For a start, there’s the obvious inconsistency. If you test positive to COVID-19, you are asked to quarantine at home. That is, the Australian government trusts you to do the right thing. By contrast, if you are returning from overseas and test negative, you are still required to stay in a three-star hotel for 14 days.

Up until July, this was all at taxpayer expense (Victoria and ACT have not yet stipulated any costs for returning travellers, but theses states are also not currently accepting international flights).
So to clarify: if you test positive to COVID, please stay home. If you happen to come from another country and test negative to COVID, you’re staying at the Rydges for two weeks.
It’s also baffling that, unlike other countries such as Singapore, the Australian government treats residents returning from every country the same way. If you come from India (92,000 cases per day) you are subject to the exact same requirements as if you came from Vietnam (one case per day).

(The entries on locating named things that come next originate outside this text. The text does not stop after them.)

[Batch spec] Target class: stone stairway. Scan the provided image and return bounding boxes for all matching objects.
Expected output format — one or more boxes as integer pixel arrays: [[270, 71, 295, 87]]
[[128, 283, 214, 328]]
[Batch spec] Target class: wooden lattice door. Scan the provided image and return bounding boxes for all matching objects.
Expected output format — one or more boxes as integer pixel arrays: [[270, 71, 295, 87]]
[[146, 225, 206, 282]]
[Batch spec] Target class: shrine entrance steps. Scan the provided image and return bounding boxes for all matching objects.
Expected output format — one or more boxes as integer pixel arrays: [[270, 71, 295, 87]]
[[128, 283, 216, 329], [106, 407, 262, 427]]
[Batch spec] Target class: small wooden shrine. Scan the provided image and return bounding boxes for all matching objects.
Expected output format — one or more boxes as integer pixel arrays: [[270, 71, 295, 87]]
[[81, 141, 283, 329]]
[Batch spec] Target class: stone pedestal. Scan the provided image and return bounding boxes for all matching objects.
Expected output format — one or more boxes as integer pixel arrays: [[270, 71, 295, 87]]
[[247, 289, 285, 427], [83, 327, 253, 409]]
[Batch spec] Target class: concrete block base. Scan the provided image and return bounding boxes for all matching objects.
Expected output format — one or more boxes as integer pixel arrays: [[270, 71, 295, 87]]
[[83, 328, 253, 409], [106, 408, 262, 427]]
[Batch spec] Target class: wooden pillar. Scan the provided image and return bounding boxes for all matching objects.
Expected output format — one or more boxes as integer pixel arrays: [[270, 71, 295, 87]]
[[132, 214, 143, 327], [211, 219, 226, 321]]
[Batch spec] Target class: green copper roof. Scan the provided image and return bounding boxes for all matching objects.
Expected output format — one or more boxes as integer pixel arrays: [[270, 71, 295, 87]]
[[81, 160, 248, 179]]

Moreover, the quarantine period is excessively long. While the virus’ incubation period does extend to 14 days, the median time for symptoms to present is around five days. Taiwan, the gold standard of COVID management, requires only five days of quarantine for those returning from low-risk countries.

Then there’s the other issue: as Victoria showed, hotel quarantine is far from foolproof. It relies on a number of checks and balances and human intervention (not to mention, it’s expensive — travellers are charged around $3000 for the stay). While Victoria was the high watermark of incompetence, it certainly was not alone — NSW and WA have also had their own hotel quarantine issues.

Given Australia has (rightly or wrongly) pursued a policy of elimination, it would make far more sense to allow returning travellers to quarantine at home under strict conditions.

The most obvious would be to require a negative test: provide a rapid test upon return and then utilise a location tracker like electronic ankle tags (or the Singapore/Canada model, which involves check-ins via phone). If a person under home quarantine breaches quarantine (or has a guest in their residence), they would be heavily fined ($10,000+) and forced to spend three weeks in a hotel. Random in-person checks could also be used.